Many years ago, I used to work in a wine shop.  Late one night, a regular customer came in to tell us that he’d just seen a man nick one of our blackboards.  These were big, heavy boards that we propped up outside the shop, advertising the latest deals. 

Now I’ve seen all kinds of things shoplifted in my time, by the hopeless off-their-face druggies taking a can of strong beer to the highly professional gangs taking champagne and the expensive wine, but no-one had every stolen a blackboard before.  I mean they are big, bulky and of no practical use (even as advertising they were highly suspect).  As the only girl in the team, it was my job to chase after the shoplifters.  OK, it wasn’t my job, but the six foot plus boys I worked with were big scaredy cats, so I walked out of the shop to have a look.  Sure enough, just heading round the corner, were two men, slightly weaving, one of which had a board tucked under his arm.

Wanting to catch them before they got too far, I jogged down the road to catch up, shouting “Please may I have my board back?” as I rounded the corner.  The two guys swung round and to my horror I realised that one of them was Cider Man. 

Cider Man a totally unhinged, off-his-face man who would come into the shop and demand to know why we didn’t keep cider in the fridge (any guesses as to why we didn’t). The conversation would always end up with him shouting at us, then he’d stagger off across the road to the other shop that did keep their cider in the fridge and harass the staff in there.  One night, I’d had a bad run in with him and he ended up hanging around outside the shop waiting for closing time having made thinly veiled threats to kill me.  Even when the I’d stood up to a gang of six, big, guys who’d come in to nick champagne (the boys cowered behind the counter) or had a shoplifter grab my arm when I was taking down the number plate of his get-away car, I hadn’t been worried.  They were sober and predictable.  This guy was totally psychopathic and it’s the only time I had been scared.

By now I was mentally kicking myself and praying that he didn’t remember who I was, as we stood in a dark, quiet, side street.  This is the mad thing about London.  Behind me was a busy, wealthy, Fulham road.  Down this side street, the road was quiet, badly lit and lead to really rough council estate.

“What board?”  He asked, turning to look innocently round him, the large board almost bashing his friend as he turned.

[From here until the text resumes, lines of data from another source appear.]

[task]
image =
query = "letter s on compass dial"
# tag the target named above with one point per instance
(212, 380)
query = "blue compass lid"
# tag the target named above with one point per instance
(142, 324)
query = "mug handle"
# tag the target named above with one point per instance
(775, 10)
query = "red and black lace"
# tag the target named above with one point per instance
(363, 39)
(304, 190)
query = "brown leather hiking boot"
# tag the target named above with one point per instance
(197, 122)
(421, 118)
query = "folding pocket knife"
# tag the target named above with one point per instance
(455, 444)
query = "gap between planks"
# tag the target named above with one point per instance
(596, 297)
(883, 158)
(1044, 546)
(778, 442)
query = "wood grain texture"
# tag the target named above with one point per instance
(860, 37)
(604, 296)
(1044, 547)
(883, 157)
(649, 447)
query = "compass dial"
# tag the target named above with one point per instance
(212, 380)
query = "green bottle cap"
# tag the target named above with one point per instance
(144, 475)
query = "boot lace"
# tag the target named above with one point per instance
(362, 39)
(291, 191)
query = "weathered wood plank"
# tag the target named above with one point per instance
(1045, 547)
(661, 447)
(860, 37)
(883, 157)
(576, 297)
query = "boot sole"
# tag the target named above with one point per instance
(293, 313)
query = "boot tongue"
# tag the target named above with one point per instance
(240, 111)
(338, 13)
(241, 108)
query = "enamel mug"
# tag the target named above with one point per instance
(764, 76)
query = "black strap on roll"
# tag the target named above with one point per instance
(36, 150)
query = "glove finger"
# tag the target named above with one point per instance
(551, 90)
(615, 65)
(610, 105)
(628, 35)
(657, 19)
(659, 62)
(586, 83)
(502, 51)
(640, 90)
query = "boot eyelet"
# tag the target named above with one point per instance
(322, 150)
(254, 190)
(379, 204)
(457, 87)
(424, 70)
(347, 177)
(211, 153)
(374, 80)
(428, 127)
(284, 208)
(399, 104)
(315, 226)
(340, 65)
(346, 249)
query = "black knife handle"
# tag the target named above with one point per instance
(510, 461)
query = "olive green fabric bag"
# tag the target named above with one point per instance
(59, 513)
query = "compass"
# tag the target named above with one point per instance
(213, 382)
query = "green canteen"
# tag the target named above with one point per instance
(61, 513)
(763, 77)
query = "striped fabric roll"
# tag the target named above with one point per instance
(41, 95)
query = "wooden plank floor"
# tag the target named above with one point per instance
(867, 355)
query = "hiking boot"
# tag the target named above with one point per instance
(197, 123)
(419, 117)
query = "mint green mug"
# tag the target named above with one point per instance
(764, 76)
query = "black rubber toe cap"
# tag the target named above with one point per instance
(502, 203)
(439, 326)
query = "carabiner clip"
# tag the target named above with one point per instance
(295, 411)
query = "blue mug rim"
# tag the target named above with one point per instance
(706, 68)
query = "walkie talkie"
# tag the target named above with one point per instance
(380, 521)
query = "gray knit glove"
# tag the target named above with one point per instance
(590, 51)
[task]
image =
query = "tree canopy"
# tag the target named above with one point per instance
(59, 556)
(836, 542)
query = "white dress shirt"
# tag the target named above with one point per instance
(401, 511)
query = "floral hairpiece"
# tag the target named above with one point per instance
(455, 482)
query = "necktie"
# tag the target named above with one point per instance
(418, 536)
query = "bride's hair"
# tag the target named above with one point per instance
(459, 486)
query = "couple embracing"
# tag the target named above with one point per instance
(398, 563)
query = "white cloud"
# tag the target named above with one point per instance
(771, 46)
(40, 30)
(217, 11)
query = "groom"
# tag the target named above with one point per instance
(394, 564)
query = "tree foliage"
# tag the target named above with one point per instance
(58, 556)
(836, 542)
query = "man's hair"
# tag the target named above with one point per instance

“Umm, that board..” I pointed.

“I don’t see a board.”

Just as I thought this was going to go on all night, and did I really want the board back that much…..Cider Man’s friend had obviously had come to a similar conclusion.

“Oh for god sake, just give the girl back her board!”

Cider Man looked down and did the perfect comedy double-take.  “Well how did that get there?!”

Striking while the going was good, I grabbed the board, politely said thank you and lugged the board back to the shop and my waiting regulars and useless colleagues.